Photos: ‘bored Tourists’ Too Buried in Their Smartphones to Enjoy Vacation

“You think of travelers as bold, but our guilty secret is that travel is one of the laziest ways on earth of passing the time,” American novelist and travel writer Paul Theroux once observed. “Travel is not merely the business of being bone-idle, but also an elaborate bumming evasion, allowing us to call attention to ourselves with our conspicuous absence while we intrude upon other people’s privacy—being actively offensive as fugitive freeloaders.”

Outside Theroux, few people understand the delusions of travel better than English photographer Laurence Stephens, whose new book, Bored Tourists, brilliantly captures the ennui of the iPhone-clutching hordes who descend on Europe each summer to see the same churches and museums as everyone else. The idea for the book came to Stephens a few years ago in Barcelona, where he had recently moved. As one of the world’s most popular tourist destinations, Barcelona attracts travelers from around the world to gawk at landmarks like the 15th-century Barcelona Cathedral; Stephens began spending his days hanging around the cathedral, quietly photographing the crowds.

“Juxtaposed against the beautiful architecture was an array of bemused, disillusioned tourists, bored, half-asleep, unintentionally waiting to be photographed,” he says.

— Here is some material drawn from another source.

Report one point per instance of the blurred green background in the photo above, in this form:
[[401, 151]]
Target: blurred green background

Stephens subsequently traveled to tourists attractions in Germany, Spain, Portugal, and his native England to shoot more images for the series. No matter the location, the tourists always seemed more interested in their cameras or smartphones than the sites they had traveled so far to visit. “Since the advent of the smartphone and social media, our expectations of a holiday are being challenged more than ever,” the photographer says. “Along with our need to record what we are doing while we’re traveling is the fact that with our smartphones we have a constant stream of entertainment to draw us away from our ‘real life’ experiences.”

Stephens employed square format photography to crop out identifying location markers from his images, keeping the focus on the tourists themselves. As a result, it’s often impossible to tell what country the images were taken in, much less the tourist site being visited. According to Stephens, that’s just the point: whether they’re posing next to a palm tree, staring slack-mouthed at a painting, or blithely wielding a selfie-stick, the tourists he captures seem hilariously oblivious to their surroundings.

Of course, Stephens is himself a kind of tourist in these images, experiencing life through the digital mediation of his camera. “Any time I’m away from the familiarity of home I’m going to want a camera with me,” he says. “If I ever needed a camera-free holiday I would choose something that takes my attention away from the distractions of life.”